Martedì 28 ottobre, fonti ospedaliere hanno riferito ad Al Jazeera che quattro
palestinesi sono stati uccisi nel quartiere di Sabra a Gaza City e cinque a Khan
Younis. Almeno 50 persone sono rimaste ferite in tutto il territorio, mentre la
tregua affronta ora la sua prova più difficile.
In precedenza, l’ufficio di Netanyahu aveva dichiarato in un comunicato che il
primo ministro, dopo “consultazioni sulla sicurezza”, aveva ordinato
all’esercito di “effettuare immediatamente potenti attacchi”.
In un servizio da Gaza City, Hani Mahmoud di Al Jazeera ha riferito che un
missile era caduto dietro l’ospedale al-Shifa e che c’era stata “una forte
attività nei cieli di Gaza, con droni che sorvolavano la zona”.
“Testimoni oculari hanno descritto l’attacco come massiccio. Ci troviamo in una
zona a circa 20 minuti di distanza e abbiamo potuto sentire le esplosioni da
qui”, ha detto. “L’attacco ha causato caos e panico tra i pazienti e il
personale medico all’interno dell’ospedale”.

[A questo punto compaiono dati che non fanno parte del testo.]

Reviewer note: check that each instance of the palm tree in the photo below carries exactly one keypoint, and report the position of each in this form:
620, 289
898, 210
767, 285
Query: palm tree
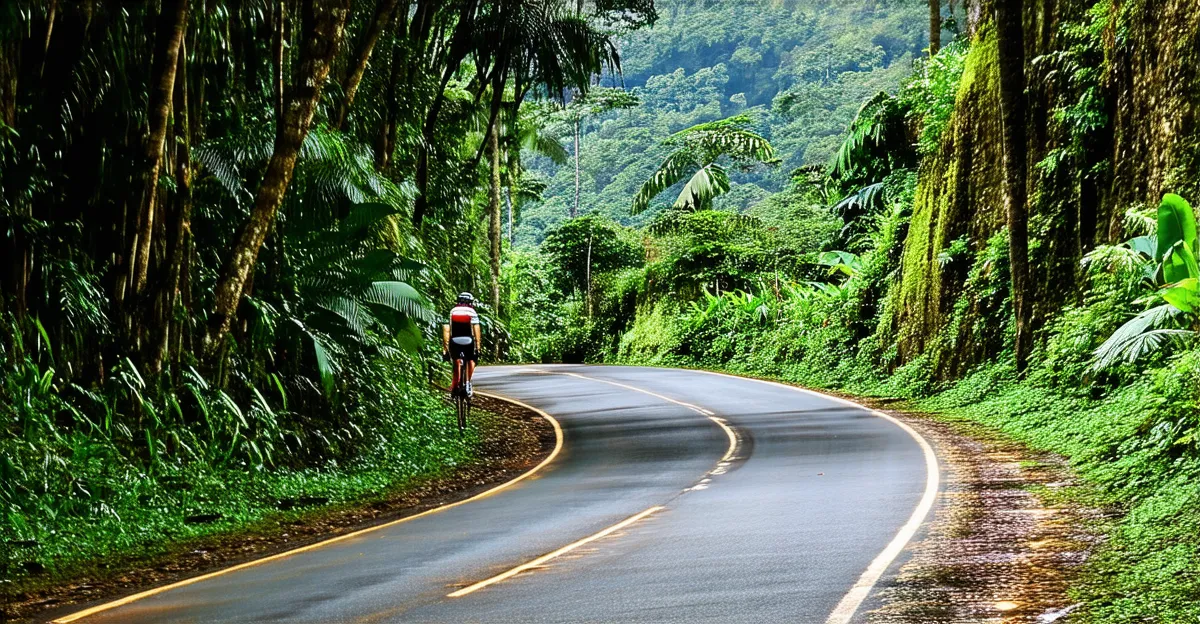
322, 39
697, 153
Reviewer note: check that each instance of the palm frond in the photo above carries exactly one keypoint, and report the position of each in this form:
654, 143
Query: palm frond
671, 172
400, 297
708, 183
1138, 337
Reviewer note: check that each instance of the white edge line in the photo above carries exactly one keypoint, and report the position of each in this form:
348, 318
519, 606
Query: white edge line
849, 605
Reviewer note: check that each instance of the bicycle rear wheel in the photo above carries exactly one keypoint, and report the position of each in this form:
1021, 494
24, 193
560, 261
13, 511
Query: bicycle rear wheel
462, 400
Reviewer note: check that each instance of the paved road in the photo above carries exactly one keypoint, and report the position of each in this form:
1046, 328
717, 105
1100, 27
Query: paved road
781, 529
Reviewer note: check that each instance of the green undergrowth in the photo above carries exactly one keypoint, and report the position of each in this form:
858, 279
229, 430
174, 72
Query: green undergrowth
150, 513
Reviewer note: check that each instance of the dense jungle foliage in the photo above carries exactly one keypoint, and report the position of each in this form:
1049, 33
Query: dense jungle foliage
229, 226
881, 259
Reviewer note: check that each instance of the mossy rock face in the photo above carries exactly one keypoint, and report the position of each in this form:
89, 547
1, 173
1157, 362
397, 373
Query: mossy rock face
1151, 145
960, 193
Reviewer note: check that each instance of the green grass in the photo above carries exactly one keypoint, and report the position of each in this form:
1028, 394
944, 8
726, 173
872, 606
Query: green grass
143, 516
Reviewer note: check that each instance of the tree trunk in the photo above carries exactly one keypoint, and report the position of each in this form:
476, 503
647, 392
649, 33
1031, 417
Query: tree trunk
177, 250
935, 27
1011, 59
384, 9
279, 39
169, 37
575, 207
323, 22
588, 270
508, 203
493, 222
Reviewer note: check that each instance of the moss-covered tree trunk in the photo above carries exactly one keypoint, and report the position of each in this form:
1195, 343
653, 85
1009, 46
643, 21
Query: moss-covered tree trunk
935, 27
323, 22
1011, 59
384, 10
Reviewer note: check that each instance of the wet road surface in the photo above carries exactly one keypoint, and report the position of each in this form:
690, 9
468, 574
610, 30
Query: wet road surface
735, 501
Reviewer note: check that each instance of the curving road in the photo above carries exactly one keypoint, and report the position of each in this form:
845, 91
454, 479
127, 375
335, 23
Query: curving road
678, 496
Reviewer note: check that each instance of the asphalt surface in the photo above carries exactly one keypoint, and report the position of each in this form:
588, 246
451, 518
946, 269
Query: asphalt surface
815, 490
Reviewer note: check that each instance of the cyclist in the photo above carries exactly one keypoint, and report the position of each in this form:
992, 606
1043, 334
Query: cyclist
461, 339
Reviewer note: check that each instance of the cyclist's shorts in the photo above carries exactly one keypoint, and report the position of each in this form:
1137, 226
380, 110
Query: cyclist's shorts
463, 348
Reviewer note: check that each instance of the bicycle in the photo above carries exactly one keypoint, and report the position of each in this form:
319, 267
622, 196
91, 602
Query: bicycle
459, 394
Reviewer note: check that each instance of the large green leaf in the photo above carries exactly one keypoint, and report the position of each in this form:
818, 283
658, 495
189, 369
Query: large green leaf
1176, 223
1185, 295
1180, 263
705, 185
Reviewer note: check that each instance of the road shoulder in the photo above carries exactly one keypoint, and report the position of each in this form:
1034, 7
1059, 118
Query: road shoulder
1007, 540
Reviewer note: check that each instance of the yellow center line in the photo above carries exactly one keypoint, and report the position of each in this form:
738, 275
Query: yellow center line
733, 437
559, 552
133, 598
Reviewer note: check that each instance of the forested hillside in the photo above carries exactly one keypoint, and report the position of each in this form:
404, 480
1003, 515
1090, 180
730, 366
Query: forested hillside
229, 229
801, 67
1005, 234
228, 233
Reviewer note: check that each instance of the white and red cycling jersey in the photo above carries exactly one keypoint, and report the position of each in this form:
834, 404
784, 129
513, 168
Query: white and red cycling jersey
462, 321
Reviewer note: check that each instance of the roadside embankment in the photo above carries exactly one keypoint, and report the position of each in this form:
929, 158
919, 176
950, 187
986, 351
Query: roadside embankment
505, 441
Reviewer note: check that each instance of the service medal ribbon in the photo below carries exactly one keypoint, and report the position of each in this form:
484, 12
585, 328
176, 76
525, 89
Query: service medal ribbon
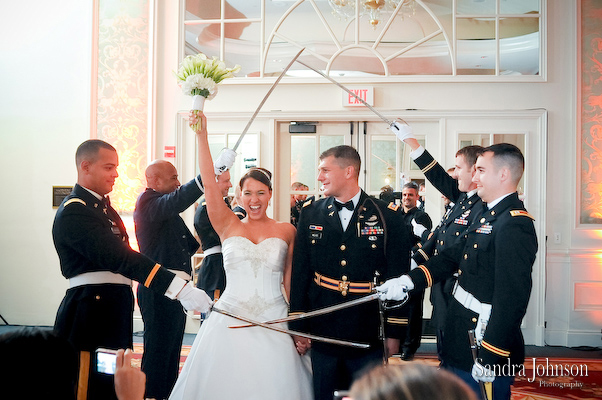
486, 229
369, 231
461, 221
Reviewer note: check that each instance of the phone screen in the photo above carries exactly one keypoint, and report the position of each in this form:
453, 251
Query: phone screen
106, 361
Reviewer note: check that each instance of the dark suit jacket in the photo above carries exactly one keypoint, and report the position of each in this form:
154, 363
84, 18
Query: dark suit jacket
452, 225
161, 232
88, 240
375, 240
494, 259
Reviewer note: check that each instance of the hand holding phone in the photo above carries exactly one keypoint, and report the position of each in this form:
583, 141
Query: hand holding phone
130, 382
106, 361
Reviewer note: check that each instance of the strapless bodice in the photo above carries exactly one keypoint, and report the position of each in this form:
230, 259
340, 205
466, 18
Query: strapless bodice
254, 276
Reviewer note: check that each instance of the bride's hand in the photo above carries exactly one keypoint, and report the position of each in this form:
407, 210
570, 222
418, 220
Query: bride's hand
302, 344
197, 121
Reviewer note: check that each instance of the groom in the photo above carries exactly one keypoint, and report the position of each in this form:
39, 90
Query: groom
342, 241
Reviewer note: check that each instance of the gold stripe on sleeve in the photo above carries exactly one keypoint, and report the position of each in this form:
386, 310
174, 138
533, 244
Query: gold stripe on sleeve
428, 167
151, 276
495, 350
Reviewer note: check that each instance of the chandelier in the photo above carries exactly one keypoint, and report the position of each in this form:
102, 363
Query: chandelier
373, 8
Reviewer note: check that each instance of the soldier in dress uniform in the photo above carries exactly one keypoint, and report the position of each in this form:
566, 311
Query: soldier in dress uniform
460, 190
212, 277
419, 225
94, 253
297, 201
342, 241
163, 236
494, 260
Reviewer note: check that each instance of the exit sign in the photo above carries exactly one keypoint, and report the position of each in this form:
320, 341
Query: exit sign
365, 93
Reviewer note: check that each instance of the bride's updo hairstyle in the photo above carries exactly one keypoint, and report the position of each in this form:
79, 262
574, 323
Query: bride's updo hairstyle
259, 174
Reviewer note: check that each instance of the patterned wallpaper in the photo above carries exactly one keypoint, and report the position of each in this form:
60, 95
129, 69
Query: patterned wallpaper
122, 113
591, 112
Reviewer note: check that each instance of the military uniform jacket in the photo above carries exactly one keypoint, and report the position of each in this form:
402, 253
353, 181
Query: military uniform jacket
87, 239
203, 227
161, 232
456, 220
494, 259
375, 240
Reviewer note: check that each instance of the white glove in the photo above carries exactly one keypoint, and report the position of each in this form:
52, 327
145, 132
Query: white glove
402, 131
193, 298
396, 288
417, 228
482, 322
481, 373
224, 161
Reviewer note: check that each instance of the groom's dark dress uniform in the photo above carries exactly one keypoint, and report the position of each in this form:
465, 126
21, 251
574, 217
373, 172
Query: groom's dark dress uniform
97, 310
211, 277
332, 266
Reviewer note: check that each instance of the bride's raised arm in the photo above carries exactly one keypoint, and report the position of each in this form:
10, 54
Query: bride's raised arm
221, 217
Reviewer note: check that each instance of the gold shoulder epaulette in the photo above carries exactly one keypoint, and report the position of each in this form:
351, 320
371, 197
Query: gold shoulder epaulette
429, 166
393, 206
521, 213
74, 200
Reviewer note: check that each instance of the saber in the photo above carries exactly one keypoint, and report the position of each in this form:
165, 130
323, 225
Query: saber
381, 328
320, 311
473, 350
388, 121
289, 332
244, 131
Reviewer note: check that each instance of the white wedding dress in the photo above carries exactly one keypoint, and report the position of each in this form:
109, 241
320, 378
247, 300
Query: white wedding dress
246, 363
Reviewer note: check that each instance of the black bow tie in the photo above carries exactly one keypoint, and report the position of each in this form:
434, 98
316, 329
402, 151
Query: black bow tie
348, 205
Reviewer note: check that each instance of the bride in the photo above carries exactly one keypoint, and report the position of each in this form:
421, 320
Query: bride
247, 363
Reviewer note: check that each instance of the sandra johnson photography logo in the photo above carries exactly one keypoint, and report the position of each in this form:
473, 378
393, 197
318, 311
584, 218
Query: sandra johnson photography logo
539, 368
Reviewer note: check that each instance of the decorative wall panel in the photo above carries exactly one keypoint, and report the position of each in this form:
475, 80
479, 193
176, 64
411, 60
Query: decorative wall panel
591, 112
122, 92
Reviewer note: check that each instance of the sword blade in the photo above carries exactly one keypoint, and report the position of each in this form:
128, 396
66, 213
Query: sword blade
389, 122
474, 351
321, 311
289, 332
244, 131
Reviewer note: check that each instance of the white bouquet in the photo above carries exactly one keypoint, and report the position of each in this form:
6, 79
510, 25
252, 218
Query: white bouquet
199, 75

Il vicepresidente degli Stati Uniti JD Vance ha affermato che il cessate il
fuoco sta tenendo nonostante gli attacchi israeliani a Gaza City, tra accuse di
violazioni da entrambe le parti.
“Il cessate il fuoco sta tenendo. Ciò non significa che non ci saranno piccoli
scontri qua e là”, ha detto Vance ai giornalisti.
“Sappiamo che Hamas o qualcun altro all’interno di Gaza ha attaccato un soldato
[dell’esercito israeliano]. Ci aspettiamo che gli israeliani rispondano, ma
penso che la pace del presidente reggerà nonostante ciò”.
Israele ha informato gli Stati Uniti prima dei suoi ultimi attacchi mortali a
Gaza, secondo quanto riportato dall’agenzia di stampa Associated Press, citando
due funzionari statunitensi anonimi.
Martedì 28 il ministro della Difesa israeliano, Israel Katz, ha affermato che
Hamas ha preso di mira le sue truppe, e ha promesso che il gruppo “pagherà un
prezzo pesante” per gli asseriti attacchi ai soldati e per aver “violato
l’accordo di restituzione dei corpi degli ostaggi”.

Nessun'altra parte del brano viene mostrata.